Berufungsentscheidung - Steuer (Referent) des UFSW vom 03.08.2010, RV/0059-W/06

Eigenkapitalzuwachsverzinsung

Rechtssätze

Keine Rechtssätze vorhanden

Entscheidungstext

Der Unabhängige Finanzsenat hat über die Berufung der Bw., Wien, vertreten durch PwC PricewaterhouseCoopers Wirtschaftsprüfung und Steuerberatung GmbH, 1030 Wien, Erdbergstraße 200, gegen den Bescheid des Finanzamtes Wien 1/23 betreffend Körperschaftsteuer für das Jahr 2000 entschieden:

Der Berufung wird Folge gegeben.

Der angefochtene Bescheid wird abgeändert und die Körperschaftsteuer für das Jahr 2000 mit € 16,984.892,11 festgesetzt. Die Bemessungsgrundlagen sind dem Ende der folgenden Entscheidungsgründe zu entnehmen und bilden einen Bestandteil dieses Bescheidspruches.

Entscheidungsgründe

Im Anschluss an eine abgabenbehördliche Prüfung erließ das Finanzamt am 29. April 2005 im wiederaufgenommenen Verfahren den angefochtenen Bescheid betreffend Körperschaftsteuer für das Jahr 2000.
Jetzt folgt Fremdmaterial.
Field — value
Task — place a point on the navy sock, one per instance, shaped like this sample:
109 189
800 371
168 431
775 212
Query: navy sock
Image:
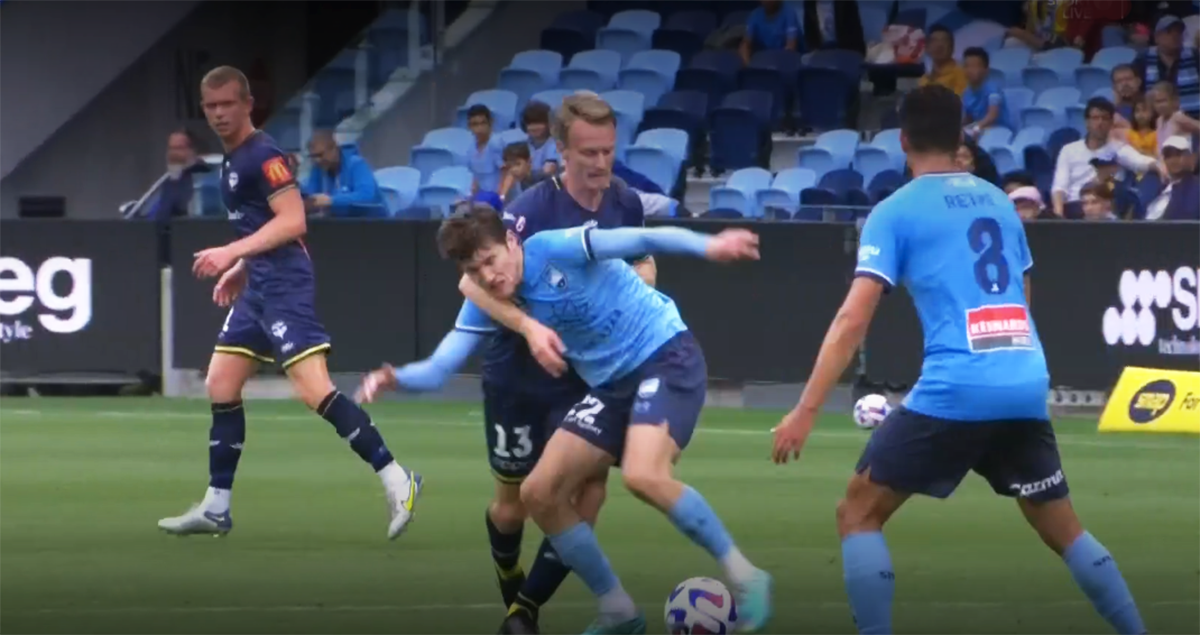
870 581
1097 574
545 576
354 425
226 437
In der gegenständlichen Berufung vom 6. Juli 2005 beantragte die Berufungswerberin (Bw.) erstmals die Geltendmachung einer Eigenkapitalzuwachsverzinsung im Sinne des § 11 EStG 1988 und bezifferte diese Zinsen mit € 2,513.598,91 (S 34,587.875,00).
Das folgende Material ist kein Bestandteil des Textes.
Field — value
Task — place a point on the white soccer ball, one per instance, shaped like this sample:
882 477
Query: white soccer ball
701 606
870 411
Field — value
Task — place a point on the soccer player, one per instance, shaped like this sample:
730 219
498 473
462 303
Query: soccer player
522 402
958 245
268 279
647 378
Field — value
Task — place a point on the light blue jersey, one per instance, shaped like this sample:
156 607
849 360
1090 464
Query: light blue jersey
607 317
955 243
In einer Berufungsstellungnahme führte die Betriebsprüfung hiezu aus, dass eine erstmalige Geltendmachung der Verzinsung des Eigenkapitalzuwachses nur unter den Voraussetzungen für eine Bilanzänderung zulässig sei. Im konkreten Fall sei dieser Antrag auf Bilanzänderung wirtschaftlich unbegründet, da die Bw. bloß die aus der abgabenbehördlichen Prüfung resultierenden Abgabennachforderungen ausgleichen wolle. Unabhängig von dieser materiellrechtlichen Beurteilung stelle sich die von der Bw. vorgenommene Berechnung als korrekt heraus.
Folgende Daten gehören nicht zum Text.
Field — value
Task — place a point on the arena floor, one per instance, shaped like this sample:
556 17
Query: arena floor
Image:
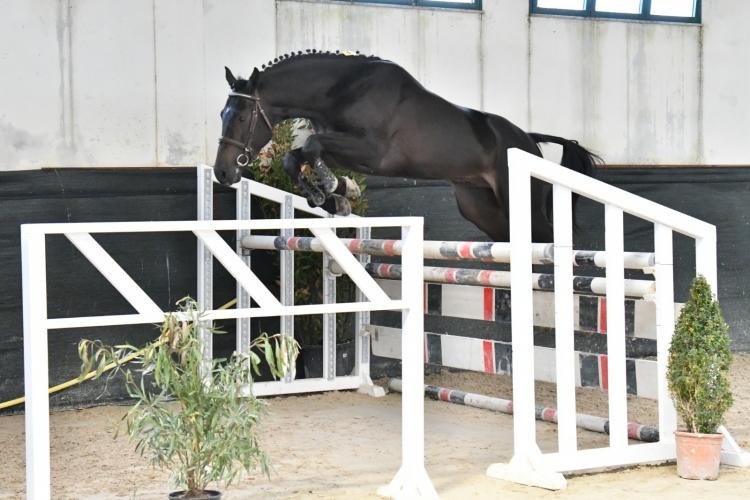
346 445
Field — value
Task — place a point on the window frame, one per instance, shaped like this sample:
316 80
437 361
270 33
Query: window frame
475 5
590 12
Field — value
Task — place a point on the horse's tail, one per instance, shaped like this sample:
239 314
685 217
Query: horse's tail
575 157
Über die Berufung wurde erwogen:

§ 11 Abs. 1 EStG 1988 idF für das berufungsgegenständliche Jahr 2000 lautet wie folgt:

"Steuerpflichtige, die den Gewinn durch Betriebsvermögensvergleich ermitteln, können die angemessene Verzinsung des in einem Wirtschaftsjahr eingetretenen betrieblichen Eigenkapitalzuwachses - auch außerbilanzmäßig - als Betriebsausgabe abziehen. Der abgezogene Betrag ist als Sondergewinn anzusetzen. Die Besteuerung des Sondergewinnes richtet sich nach § 37 Abs. 8. Bei der Verzinsung gelten folgende Bestimmungen: ..."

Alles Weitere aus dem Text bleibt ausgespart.